If the AI is unavailable — an outage, a quota limit, or AI simply turned off — search doesn't go blank. It falls back to a deterministic ranking based on tag overlap, your filters, and clicks, so you still get relevant results, just without the per-result AI reasoning.
How repositories get their descriptions and tags
The short description, the one-line pitch, and the tags on each repository are written by AI from the project's own README and documentation, not lifted from a marketing page. The same analysis places the project in a single shared taxonomy — a consistent structure of use cases, ecosystems, and maturity — so you can filter across the whole directory instead of digging through free-form tags.
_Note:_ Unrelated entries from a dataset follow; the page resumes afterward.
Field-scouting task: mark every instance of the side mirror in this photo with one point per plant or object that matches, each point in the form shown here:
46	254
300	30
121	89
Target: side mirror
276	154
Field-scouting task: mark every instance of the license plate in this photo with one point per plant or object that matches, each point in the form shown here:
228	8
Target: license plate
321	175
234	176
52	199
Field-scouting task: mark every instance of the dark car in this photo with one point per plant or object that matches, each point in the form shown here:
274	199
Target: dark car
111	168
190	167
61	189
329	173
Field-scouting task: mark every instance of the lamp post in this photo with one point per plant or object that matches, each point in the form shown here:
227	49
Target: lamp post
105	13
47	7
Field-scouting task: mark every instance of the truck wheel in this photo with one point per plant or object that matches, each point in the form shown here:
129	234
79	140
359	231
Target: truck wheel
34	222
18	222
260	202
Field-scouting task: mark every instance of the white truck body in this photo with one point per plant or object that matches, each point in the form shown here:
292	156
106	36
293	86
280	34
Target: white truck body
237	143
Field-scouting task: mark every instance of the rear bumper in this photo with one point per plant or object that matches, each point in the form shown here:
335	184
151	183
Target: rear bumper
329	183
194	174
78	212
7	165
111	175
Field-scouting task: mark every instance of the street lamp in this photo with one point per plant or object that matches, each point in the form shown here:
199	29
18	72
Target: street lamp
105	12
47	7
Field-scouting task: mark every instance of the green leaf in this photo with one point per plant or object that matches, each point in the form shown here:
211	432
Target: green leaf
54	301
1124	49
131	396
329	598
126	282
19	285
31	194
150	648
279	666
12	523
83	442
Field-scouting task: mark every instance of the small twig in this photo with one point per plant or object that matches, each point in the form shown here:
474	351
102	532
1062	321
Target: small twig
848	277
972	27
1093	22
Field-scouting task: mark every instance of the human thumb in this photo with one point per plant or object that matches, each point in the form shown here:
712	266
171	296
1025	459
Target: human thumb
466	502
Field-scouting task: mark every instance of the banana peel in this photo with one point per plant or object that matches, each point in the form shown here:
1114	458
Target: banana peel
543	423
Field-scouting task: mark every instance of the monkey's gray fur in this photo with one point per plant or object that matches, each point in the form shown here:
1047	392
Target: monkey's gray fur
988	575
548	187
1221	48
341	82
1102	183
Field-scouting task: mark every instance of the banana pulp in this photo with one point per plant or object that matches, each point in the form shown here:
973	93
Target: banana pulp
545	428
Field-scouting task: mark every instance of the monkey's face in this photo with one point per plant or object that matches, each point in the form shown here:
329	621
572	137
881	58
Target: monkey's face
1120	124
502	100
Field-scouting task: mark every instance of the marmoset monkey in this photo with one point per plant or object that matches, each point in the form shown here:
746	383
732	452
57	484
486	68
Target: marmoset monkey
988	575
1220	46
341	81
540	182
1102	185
The prompts, the scoring rules, and the shape of that taxonomy are tuned and reviewed by us, and corrected when the model gets something wrong.
What a curated search is
Some searches are saved as "curated" pages — a fixed query such as "Rust web frameworks" with a stable URL. On those pages an editor can pin specific repositories they believe belong. Pinned projects aren't force-ranked to the top: they're dropped into the same candidate pool and scored by the same AI judge as everything else, so a pick still has to earn its position.
Freshness and re-analysis
Repositories are re-synced and re-analysed over time as their code and documentation change, so descriptions and tags don't drift out of date. Newly submitted projects are analysed before they appear in ranked results.
AI, with human oversight
To be clear: AI does the heavy lifting here — reading projects, building the taxonomy, and ranking every search. It doesn't run unsupervised. We write and tune the prompts, the scoring rules, and the curation guardrails, review the output, and correct it when it's wrong. The goal is the speed and scale of AI with the judgement of someone who actually uses these tools.